Jim Brown wrote:
> On Wed, 24 Dec 2008 21:04:26 -0600, firstname.lastname@example.org wrote:
>> b) History, practice and more importantly, mistakes in
>> practice (accidents) have made important contributions
>> to the NEC than simple theory would or could predict;
>> take for iinstance grounding practices. What _is_ the
>> rationale for grounding the secondary circuit (the
>> service to the home) of a power transformer for instance?
>> This isn't strictly neccessary for that service to
>> function. (I am asking this for the purposes of bringing
>> forth an example; I can cite cases where, in practice, this
>> has saved property and/or life, but that is different than
>> a statement or the treatment a textbook might give.)
>> Could you cite a textbook wherein that rationale is brought
>> to light?
> One reference is the tutorial cited below. While it's written
> for sound and video contractors, the fundamentals apply to
> It all comes down to safety. The secondary is bonded to provide
> both lightning safety and, with the equipment (safety) ground
> conductor (green wire) provide a solid path to blow a fuse or
> breaker if a fault develops that could shock someone or start a
> fire. The lightning protection comes from because the bond to
> earth limits the potential that can exist in the event of a
> strike. The concept behind lightning protection is to have the
> whole building rise in potential by the same amount.
Although it's usually phrased this way, it's pretty much impossible to
have an entire building rise to the same potential at the same times due
to the dV/dT (rise and fall) for lightning strikes, BUT is it possible
with proper, single point grounding AND the proper routing of all wiring
going into any particular area in a building to have voltage rises that
are "close enough" within all of the rooms.
However the voltages between one end of a building and the other can
differ dramatically particularly when the lightning strike is very
close, or say when it hits a tower adjacent to the building.With a 60 to
80' long building the instantaneous voltages between one end and the
other can be well over a 1000 volts, BUT if the the system is properly
grounded, the services feeding the building are properly protected, and
properly routed, the voltages on different wires in any particular area
should differ little. But, for instance, IF you have a ham station that
is properly grounded, the separate AC feeds follow the same route, the
same distance you are in about as good a shape as you can expect.

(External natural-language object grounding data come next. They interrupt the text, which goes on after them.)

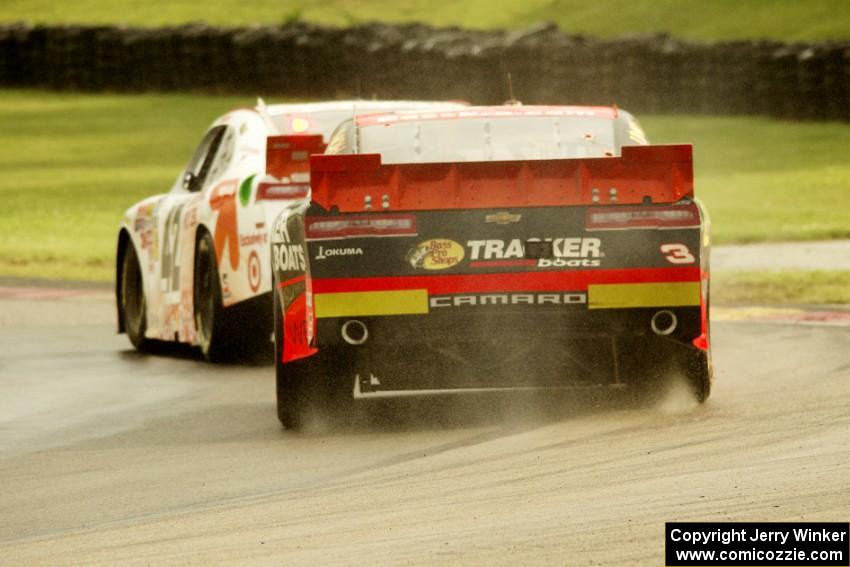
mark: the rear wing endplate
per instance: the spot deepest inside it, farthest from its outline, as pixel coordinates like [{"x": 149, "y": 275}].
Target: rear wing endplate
[{"x": 644, "y": 174}]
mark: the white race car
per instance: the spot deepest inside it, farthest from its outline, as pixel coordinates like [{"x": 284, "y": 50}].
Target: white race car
[{"x": 193, "y": 265}]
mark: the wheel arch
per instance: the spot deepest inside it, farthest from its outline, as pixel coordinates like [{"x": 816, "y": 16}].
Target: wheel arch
[{"x": 124, "y": 240}]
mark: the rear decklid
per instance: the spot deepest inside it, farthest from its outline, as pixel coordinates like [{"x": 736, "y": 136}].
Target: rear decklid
[{"x": 416, "y": 238}]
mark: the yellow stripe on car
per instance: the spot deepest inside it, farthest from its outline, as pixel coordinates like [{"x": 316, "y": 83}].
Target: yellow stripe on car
[
  {"x": 365, "y": 303},
  {"x": 616, "y": 296}
]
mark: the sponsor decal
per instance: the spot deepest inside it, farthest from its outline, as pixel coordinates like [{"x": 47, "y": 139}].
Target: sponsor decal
[
  {"x": 566, "y": 253},
  {"x": 502, "y": 218},
  {"x": 223, "y": 200},
  {"x": 245, "y": 190},
  {"x": 325, "y": 253},
  {"x": 170, "y": 260},
  {"x": 225, "y": 287},
  {"x": 286, "y": 256},
  {"x": 190, "y": 217},
  {"x": 146, "y": 239},
  {"x": 495, "y": 299},
  {"x": 251, "y": 239},
  {"x": 254, "y": 271},
  {"x": 436, "y": 254}
]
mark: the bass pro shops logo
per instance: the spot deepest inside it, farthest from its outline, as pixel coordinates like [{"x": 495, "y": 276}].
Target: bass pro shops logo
[{"x": 436, "y": 254}]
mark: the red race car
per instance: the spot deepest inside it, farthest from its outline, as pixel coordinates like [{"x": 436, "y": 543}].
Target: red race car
[{"x": 486, "y": 249}]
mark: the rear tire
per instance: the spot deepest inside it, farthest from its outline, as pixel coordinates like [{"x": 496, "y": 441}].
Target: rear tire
[
  {"x": 308, "y": 390},
  {"x": 696, "y": 367},
  {"x": 211, "y": 323},
  {"x": 133, "y": 303}
]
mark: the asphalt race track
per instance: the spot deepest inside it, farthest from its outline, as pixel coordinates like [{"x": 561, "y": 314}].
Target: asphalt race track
[{"x": 108, "y": 456}]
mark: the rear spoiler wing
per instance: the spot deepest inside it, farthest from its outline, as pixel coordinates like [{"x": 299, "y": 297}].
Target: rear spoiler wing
[
  {"x": 643, "y": 174},
  {"x": 286, "y": 155}
]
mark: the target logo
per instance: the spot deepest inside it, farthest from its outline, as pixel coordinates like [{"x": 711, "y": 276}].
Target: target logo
[{"x": 254, "y": 271}]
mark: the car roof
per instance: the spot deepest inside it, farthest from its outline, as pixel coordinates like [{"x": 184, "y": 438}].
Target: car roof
[
  {"x": 360, "y": 106},
  {"x": 473, "y": 112}
]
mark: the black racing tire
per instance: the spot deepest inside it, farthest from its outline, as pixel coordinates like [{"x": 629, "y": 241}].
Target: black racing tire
[
  {"x": 309, "y": 390},
  {"x": 697, "y": 370},
  {"x": 211, "y": 325},
  {"x": 133, "y": 302}
]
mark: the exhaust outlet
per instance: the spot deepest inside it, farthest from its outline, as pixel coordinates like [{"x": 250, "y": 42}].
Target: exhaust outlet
[
  {"x": 354, "y": 332},
  {"x": 663, "y": 323}
]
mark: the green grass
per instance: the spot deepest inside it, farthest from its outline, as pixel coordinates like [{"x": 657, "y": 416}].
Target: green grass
[
  {"x": 766, "y": 179},
  {"x": 778, "y": 288},
  {"x": 73, "y": 163},
  {"x": 695, "y": 19}
]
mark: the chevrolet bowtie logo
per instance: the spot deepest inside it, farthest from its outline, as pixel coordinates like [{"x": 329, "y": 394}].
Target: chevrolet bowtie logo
[{"x": 502, "y": 218}]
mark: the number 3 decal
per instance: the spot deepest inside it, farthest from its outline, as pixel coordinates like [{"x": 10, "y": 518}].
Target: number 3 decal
[{"x": 677, "y": 254}]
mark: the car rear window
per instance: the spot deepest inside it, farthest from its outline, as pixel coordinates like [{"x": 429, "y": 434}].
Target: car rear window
[{"x": 490, "y": 139}]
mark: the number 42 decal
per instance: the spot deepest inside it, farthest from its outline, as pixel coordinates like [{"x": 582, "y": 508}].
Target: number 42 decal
[{"x": 677, "y": 254}]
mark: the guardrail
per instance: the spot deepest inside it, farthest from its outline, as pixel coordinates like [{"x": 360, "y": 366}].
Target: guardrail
[{"x": 644, "y": 74}]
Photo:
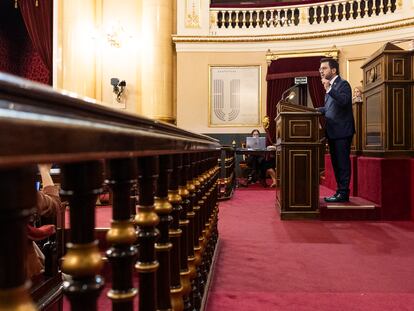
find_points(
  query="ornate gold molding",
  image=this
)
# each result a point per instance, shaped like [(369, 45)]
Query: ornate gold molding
[(333, 52), (300, 36), (192, 15)]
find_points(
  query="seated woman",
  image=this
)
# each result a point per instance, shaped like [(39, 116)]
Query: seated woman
[(48, 203), (261, 166), (267, 167)]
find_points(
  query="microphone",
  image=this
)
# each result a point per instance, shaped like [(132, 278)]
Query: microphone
[(288, 90)]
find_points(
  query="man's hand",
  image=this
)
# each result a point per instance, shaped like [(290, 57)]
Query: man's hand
[(326, 84)]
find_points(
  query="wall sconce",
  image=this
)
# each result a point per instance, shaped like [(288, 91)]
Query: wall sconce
[(118, 88), (116, 35)]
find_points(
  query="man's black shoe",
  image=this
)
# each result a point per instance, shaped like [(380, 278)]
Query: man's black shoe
[(337, 197)]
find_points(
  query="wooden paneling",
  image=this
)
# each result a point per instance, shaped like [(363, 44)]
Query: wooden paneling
[(297, 161), (388, 95)]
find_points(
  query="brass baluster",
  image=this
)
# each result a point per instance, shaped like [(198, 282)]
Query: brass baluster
[(146, 219), (121, 177), (163, 247), (81, 184), (176, 289)]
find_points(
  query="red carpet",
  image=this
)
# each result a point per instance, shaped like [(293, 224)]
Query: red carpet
[(267, 264)]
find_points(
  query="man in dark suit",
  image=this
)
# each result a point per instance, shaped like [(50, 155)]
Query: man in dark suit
[(340, 126)]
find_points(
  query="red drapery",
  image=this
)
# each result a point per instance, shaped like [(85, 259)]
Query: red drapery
[(17, 54), (280, 76), (39, 25)]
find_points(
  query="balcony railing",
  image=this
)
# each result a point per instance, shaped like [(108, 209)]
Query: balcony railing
[(231, 21)]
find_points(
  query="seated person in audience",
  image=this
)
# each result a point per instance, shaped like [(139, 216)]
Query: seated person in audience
[(357, 94), (267, 167), (48, 203), (261, 166), (254, 162)]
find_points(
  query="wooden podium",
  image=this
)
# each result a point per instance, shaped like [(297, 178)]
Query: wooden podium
[(298, 150), (387, 122)]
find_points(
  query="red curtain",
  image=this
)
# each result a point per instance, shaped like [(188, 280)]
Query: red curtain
[(17, 54), (39, 25)]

However say you use a computer or computers with the ham station and
they are on a different circuit that may arrive from an entirely
different direction there can be substantial differences in potential
from the computers to the ham station. This is not uncommon,
particularly with older homes where circuits feed multiple rooms such as
a room on the center of the West side has the circuits on the West and
North walls coming from the North going clockwise to the breaker panel
while the outlets on the South side of the room may go to the South
through several rooms counter clockwise to get to the breaker panel
through a path that may be twice the length of those on the North and
An inspection of the wiring in older homes can be surprising and
sometimes a bit scary.
> NEC can be purchased in annotated form -- that is, with
> explanations and commentaries interspersed with each paragraph.